Checkers QuickStart Guide

About this QuickStart Guide

This QuickStart guide gives a brief overview of the WestGrid Checkers facility, highlighting some of the features that distinguish it from other WestGrid resources. It is intended to be read by new WestGrid account holders and by current users considering whether to move to the Checkers system. For more detailed information about the Checkers hardware and performance characteristics, available software, usage policies and how to log in and run jobs, follow the links given below.

Introduction

Checkers is an SGI Altix XE320-based cluster with 1280 cores connected with Infiniband, running the Scientific Linux operating system.

Hardware

Processors

The Checkers facility is comprised of a login node, storage server and 160 compute nodes providing 1280 processor cores for computations. Each 8-core compute node has 2 sockets, each containing an Intel Xeon L5420 quad-core processor, running at 2.5 GHz.  Each compute node has 16 GB of memory (DDR2 RAM) that can be shared among the 8 cores on that node.

Interconnect

The compute nodes are connected with double data rate (DDR) infiniband (providing an aggregate 20 Gb/s) with 2 to 1 blocking, using a 288-port Voltaire Grid Director ISR 2012 switch.

Storage

Storage is provided by an SGI IS10k storage array, consisting of 100 one-TB SATA drives configured as RAID 6 ( 8+2 dual parity).  This gives about 80 TB of usable space.  The storage is managed by an 8-core SGI Altix 450 NFS server.

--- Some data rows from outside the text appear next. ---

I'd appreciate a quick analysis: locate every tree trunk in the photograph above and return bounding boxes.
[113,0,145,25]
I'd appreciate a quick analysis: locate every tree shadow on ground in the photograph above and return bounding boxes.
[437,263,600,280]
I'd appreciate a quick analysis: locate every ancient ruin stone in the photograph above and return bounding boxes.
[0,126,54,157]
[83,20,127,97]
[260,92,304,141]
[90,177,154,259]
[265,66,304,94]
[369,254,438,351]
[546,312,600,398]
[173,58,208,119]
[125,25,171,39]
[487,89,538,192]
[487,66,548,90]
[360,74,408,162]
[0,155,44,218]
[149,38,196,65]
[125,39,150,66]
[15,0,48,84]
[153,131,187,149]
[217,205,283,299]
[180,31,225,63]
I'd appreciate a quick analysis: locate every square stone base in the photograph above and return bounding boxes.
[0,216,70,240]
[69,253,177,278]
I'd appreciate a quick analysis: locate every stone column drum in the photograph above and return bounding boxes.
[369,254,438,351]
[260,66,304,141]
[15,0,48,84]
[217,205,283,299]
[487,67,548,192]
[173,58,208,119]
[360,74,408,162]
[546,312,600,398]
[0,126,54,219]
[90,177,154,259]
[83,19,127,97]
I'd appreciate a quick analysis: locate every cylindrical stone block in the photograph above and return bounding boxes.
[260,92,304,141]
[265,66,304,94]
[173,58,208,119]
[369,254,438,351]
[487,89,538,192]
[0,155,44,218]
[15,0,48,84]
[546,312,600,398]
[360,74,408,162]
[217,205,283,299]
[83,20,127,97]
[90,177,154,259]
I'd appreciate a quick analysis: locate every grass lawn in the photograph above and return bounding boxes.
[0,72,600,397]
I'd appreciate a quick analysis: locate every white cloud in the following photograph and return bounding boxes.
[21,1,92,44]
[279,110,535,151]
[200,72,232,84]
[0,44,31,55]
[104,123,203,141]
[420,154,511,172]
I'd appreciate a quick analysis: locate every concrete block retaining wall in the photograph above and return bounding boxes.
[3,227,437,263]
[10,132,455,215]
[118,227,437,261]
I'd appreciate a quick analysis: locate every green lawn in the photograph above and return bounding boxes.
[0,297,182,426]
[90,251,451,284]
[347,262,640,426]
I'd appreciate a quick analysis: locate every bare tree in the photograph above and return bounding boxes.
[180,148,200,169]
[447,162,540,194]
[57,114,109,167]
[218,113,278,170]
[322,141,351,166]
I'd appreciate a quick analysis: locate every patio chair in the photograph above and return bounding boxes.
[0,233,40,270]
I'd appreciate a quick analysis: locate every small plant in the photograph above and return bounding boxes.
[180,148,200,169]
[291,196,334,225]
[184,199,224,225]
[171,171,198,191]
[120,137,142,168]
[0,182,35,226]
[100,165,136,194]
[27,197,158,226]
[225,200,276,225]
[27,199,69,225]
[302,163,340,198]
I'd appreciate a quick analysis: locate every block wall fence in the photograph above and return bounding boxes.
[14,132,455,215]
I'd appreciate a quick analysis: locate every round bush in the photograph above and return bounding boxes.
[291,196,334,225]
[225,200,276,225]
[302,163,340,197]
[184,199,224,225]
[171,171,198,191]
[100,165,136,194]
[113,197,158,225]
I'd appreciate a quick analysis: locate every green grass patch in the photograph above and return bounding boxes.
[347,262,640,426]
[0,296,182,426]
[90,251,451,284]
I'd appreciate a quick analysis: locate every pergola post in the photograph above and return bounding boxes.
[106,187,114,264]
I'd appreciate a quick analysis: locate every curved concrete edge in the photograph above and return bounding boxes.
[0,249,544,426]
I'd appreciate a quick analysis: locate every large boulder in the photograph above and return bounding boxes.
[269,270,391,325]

There are also two 250GB SATA 7200 RPM drives per node for local storage.  Just under 400 GB is available to users as /scratch on each compute node.

Software

A list of the installed software on Checkers is not yet available. Please write to support@westgrid.ca if there is software that you would like installed.

Using Checkers

To log in to Checkers, connect to checkers.westgrid.ca using an ssh (secure shell) client. For more information about connecting and setting up your environment, see the QuickStart Guide for New Users.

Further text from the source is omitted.